A Kansas bill seeking to reduce felony violations for possession of marijuana has failed to pass, surprising advocates as well as legislators.

The House Corrections and Juvenile Justice Committee voted 7-4 against the bill that would make possession of marijuana a misdemeanor, no matter how many times someone had been arrested or convicted for it.

Following a House Committee vote, taken Feb. 23, 2020, some lawmakers expressed shock at the decision to uphold such harsh punishment simply for possession of cannabis.

“A felony conviction is a heavy burden for an offender, around an offense that, in many states now, is not a crime at all. It’s pretty harsh,” said committee chair Rep. J. Russell Jennings, (R).

Jennings said he took the vote as a sign that Kansas lawmakers are not ready to legalize marijuana, including medicinal cannabis.

Current Kansas law under House Bill 2686 states that a third conviction of marijuana possession is a felony punishable by up to 14 months in prison, though offenders often receive probation.

The failed bill had initially intended to include a clause stating that offenders currently in prison for marijuana possession would be released.

However, the committee removed that provision from the measure, which supporters of the bill accepted in the hope that it would give the bill a better chance of passing.

Marijuana Activists and Democrats in Kansas are surprised

Yet the measure failed to clear the GOP-controlled committee, even though one Republican member thought it was a step in the right direction.

“I thought this was mild enough that it might get through the committee,” said Democratic Rep. Boog Highberger of Lawrence, Kansas, home to the liberal University of Kansas. “I can’t explain it.”

The Kansas state chapter of NORML called the decision to continue to treat marijuana possession like a felony as having been “designed to mitigate the cruel laws for marijuana possession in Kansas. Kansas legislators continue to persecute unnecessarily.”

No medical marijuana in Kansas

Thus far, no Kansas legislative committee has taken up a medical marijuana bill. Although, another House panel – the Federal and State Affairs Committee – is having one drafted and it could be ready as early as mid-March.

“I still don’t believe that marijuana should be legalized,” said GOP Rep.
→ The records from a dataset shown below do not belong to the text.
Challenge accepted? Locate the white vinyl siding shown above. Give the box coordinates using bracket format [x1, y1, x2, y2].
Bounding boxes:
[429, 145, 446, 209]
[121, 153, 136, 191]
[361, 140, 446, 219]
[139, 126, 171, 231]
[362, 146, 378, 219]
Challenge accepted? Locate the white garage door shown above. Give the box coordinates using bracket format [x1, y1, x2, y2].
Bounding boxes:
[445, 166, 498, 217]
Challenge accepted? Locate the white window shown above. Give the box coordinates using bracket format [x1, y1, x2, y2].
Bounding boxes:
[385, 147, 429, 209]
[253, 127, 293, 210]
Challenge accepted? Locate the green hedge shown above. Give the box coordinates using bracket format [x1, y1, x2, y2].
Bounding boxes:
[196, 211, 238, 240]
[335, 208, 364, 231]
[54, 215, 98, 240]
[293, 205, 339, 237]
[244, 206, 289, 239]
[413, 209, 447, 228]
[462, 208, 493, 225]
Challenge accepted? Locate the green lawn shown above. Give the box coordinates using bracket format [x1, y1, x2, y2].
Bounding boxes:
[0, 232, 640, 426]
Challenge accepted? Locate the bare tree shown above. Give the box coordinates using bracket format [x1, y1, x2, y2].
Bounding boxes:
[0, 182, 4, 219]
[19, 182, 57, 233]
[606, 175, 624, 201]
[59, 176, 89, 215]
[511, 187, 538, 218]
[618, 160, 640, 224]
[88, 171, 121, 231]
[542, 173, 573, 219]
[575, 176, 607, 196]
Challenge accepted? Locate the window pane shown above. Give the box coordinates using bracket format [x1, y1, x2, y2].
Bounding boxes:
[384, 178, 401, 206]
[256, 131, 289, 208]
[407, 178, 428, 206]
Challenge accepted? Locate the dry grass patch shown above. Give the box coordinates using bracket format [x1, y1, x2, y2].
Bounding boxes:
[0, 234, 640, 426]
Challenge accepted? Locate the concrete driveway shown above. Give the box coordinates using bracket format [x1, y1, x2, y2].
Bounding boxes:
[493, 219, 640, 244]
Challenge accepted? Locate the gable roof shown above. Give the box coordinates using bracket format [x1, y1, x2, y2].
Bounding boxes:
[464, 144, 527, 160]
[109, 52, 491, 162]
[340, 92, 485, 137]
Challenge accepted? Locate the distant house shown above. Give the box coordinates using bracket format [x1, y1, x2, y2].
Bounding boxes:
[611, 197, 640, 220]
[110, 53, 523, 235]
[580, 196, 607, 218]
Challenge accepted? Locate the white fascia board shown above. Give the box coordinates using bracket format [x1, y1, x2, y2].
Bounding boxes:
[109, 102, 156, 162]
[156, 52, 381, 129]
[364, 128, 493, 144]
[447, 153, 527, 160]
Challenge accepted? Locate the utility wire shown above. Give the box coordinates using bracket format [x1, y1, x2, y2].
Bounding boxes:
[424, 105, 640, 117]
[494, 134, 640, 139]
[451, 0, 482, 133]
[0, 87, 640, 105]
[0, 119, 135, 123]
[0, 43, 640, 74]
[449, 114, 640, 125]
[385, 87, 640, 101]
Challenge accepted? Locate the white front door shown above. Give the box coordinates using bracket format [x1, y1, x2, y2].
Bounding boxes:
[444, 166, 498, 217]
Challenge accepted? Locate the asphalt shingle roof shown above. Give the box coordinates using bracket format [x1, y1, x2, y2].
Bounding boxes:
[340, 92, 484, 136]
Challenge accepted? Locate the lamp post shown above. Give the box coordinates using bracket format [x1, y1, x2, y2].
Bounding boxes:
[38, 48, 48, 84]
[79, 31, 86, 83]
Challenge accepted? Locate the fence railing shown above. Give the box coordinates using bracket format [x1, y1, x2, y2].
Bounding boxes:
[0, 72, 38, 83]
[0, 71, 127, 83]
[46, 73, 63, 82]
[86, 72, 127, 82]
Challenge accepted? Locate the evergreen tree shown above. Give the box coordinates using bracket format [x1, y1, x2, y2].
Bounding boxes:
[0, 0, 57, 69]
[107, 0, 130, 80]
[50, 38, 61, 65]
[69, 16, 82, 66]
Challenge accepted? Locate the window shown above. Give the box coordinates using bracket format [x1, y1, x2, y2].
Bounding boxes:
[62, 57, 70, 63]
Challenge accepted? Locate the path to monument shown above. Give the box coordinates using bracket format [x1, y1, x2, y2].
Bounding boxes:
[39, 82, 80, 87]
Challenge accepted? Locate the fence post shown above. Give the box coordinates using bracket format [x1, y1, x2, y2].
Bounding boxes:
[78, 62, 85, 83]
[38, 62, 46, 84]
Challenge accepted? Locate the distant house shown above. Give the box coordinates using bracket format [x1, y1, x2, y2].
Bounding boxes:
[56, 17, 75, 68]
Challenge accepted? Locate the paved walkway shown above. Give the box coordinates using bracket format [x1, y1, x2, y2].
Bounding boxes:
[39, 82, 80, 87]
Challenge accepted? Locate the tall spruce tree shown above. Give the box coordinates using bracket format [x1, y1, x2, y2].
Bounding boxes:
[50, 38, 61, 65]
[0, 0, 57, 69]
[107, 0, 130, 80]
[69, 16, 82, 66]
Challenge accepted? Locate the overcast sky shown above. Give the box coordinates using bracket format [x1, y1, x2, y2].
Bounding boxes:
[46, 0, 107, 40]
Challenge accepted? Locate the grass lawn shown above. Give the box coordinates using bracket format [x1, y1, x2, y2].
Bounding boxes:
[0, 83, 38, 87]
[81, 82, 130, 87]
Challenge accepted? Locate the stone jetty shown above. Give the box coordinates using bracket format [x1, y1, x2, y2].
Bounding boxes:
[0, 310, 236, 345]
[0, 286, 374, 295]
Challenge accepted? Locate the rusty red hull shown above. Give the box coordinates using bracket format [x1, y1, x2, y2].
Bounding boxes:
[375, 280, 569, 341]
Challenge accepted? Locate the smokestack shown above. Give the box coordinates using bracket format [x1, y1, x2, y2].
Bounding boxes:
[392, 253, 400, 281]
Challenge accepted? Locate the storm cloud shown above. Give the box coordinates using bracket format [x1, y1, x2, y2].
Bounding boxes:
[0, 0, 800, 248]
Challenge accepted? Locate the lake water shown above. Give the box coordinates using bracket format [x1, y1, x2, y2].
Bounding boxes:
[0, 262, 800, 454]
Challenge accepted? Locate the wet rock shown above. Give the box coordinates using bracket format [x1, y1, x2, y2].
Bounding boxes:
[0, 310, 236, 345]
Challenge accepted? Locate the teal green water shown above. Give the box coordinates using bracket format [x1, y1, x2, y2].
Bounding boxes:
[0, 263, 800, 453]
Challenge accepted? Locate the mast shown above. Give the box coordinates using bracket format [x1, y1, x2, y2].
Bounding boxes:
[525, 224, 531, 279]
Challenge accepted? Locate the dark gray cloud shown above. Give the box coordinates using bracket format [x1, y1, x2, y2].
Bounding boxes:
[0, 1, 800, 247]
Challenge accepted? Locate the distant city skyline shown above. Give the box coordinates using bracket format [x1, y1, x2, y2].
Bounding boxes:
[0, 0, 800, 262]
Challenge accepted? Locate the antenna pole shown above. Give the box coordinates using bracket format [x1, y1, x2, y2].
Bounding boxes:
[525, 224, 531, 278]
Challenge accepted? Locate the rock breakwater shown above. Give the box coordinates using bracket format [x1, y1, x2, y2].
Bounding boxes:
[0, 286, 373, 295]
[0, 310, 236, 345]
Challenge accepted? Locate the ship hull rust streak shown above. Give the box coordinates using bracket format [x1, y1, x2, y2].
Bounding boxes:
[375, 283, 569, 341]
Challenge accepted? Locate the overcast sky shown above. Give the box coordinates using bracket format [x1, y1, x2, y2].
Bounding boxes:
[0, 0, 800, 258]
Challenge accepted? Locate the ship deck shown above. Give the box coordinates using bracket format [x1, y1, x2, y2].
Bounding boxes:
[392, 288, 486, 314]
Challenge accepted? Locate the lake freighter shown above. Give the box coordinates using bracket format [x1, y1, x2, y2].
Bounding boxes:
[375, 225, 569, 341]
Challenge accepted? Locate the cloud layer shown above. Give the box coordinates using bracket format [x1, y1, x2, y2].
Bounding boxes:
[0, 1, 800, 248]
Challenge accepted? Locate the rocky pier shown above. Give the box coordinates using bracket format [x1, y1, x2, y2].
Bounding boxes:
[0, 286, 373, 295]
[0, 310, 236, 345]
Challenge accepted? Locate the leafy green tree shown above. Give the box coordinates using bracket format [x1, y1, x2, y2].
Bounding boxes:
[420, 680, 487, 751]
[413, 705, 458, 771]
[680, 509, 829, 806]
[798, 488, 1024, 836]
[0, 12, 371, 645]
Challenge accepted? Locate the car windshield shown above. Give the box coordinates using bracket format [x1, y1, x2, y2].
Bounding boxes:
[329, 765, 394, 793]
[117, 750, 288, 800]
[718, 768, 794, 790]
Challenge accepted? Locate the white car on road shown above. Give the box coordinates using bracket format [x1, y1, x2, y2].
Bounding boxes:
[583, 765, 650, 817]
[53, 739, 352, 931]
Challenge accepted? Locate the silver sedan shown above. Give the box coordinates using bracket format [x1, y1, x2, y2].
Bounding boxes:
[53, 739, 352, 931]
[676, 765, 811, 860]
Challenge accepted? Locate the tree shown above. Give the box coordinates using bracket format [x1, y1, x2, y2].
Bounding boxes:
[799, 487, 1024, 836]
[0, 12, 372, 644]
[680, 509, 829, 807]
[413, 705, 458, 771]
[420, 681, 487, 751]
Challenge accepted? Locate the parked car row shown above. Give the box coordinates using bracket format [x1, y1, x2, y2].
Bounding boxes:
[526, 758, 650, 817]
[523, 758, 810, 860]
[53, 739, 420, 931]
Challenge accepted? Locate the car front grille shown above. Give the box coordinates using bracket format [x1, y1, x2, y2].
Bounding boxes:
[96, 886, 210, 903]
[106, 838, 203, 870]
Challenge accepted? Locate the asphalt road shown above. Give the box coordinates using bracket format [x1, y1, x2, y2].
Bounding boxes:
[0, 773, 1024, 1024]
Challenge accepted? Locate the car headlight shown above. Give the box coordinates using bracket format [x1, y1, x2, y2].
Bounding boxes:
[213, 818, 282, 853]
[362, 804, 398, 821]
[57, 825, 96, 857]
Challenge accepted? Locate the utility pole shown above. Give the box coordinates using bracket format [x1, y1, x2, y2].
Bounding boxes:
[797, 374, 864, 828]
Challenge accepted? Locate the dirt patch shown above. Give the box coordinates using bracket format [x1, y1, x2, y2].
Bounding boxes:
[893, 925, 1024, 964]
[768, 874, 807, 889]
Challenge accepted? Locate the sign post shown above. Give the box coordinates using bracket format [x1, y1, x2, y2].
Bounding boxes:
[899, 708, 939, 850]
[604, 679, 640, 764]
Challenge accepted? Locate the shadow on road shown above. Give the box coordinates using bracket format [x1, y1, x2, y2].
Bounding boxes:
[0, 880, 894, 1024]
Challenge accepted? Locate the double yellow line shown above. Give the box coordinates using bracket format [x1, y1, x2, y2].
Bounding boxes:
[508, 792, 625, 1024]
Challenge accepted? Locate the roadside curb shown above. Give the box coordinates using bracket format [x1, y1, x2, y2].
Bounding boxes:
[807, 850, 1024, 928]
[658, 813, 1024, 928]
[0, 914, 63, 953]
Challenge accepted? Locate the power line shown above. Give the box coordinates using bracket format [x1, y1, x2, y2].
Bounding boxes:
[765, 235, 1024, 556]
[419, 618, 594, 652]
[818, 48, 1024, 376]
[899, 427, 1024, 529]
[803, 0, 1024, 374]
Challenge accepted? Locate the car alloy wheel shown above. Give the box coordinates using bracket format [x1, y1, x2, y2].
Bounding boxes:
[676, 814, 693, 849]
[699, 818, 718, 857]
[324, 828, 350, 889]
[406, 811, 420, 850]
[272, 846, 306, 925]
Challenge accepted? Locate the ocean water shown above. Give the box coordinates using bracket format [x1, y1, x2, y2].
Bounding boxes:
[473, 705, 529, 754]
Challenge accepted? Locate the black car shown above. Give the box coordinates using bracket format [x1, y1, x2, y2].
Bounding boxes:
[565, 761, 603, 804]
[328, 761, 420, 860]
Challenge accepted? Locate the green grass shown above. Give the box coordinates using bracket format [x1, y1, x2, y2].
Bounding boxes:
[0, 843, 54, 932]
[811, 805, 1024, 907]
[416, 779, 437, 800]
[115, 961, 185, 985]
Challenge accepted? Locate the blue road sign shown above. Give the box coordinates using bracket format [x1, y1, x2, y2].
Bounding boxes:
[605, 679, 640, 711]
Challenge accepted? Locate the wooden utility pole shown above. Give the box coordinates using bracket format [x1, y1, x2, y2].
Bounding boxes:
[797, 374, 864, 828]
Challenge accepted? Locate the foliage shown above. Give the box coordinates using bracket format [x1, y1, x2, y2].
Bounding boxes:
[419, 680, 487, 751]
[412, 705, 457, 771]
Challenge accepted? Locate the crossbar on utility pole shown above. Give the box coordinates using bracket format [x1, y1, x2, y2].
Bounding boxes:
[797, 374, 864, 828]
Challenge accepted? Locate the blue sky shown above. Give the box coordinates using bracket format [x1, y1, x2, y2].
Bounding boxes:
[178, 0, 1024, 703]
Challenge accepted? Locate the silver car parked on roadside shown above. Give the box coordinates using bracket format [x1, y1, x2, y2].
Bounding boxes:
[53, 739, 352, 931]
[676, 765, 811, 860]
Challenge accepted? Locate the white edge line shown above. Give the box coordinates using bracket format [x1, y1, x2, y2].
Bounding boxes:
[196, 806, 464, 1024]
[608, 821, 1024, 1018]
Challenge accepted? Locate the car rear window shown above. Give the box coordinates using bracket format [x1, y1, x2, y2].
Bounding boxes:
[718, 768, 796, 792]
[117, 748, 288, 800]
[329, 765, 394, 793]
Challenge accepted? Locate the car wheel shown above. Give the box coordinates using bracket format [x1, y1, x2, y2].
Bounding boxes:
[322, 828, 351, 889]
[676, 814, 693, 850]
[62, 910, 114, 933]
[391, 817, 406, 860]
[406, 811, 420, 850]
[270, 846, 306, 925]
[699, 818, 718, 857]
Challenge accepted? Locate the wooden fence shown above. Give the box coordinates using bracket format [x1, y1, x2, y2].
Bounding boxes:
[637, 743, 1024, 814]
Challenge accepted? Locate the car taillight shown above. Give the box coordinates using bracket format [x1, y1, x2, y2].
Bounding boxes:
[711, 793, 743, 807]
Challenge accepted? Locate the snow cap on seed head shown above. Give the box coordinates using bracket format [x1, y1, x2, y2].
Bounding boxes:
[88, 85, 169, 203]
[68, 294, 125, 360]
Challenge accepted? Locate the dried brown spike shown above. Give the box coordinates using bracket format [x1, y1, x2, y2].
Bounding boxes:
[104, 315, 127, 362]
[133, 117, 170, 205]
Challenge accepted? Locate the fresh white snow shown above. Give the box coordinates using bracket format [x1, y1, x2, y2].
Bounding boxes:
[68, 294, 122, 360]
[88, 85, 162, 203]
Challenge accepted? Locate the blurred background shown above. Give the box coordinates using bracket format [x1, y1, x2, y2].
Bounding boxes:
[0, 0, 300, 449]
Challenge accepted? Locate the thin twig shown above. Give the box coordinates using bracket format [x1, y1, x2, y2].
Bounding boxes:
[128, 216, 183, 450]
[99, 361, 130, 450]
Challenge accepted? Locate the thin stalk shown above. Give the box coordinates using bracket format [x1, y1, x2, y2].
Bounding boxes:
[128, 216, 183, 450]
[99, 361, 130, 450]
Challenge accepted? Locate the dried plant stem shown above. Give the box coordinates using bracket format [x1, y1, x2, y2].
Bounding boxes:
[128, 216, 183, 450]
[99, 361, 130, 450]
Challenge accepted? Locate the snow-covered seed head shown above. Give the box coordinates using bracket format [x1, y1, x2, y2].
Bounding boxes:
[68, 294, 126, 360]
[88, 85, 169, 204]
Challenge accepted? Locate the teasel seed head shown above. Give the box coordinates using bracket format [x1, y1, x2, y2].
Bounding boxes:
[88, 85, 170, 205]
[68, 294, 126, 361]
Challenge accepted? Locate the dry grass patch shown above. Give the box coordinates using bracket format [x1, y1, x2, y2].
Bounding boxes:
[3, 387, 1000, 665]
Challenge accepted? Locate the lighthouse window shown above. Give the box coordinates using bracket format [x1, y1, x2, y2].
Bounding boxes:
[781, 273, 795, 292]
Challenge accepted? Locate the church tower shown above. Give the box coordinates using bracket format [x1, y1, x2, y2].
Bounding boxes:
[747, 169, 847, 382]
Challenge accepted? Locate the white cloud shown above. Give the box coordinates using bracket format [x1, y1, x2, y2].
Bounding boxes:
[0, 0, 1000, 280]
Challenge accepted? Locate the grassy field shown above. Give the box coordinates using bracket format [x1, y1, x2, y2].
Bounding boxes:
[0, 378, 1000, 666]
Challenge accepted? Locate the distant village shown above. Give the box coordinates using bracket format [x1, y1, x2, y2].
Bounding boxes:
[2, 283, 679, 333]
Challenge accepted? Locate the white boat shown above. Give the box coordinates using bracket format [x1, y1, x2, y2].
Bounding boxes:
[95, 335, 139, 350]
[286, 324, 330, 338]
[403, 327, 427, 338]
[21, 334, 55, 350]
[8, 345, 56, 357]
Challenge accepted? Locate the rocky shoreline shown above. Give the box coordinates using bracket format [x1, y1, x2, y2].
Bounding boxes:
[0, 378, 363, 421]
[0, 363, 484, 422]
Stephen Owens. “I believe this was a step in that direction.”

Kansas Governor agrees with legalization

Kansas Governor Laura Kelly, a democrat, has said she would sign a marijuana legalization bill if lawmakers sent one to her desk, but that medical marijuana is her priority.

“I have always said that I want it well-regulated so that it’s controlled so that it’s not the first step to legalization of marijuana,” Gov. Kelly said. “I don’t want that. I want it to be seen as a pharmaceutical and controlled as we do that.”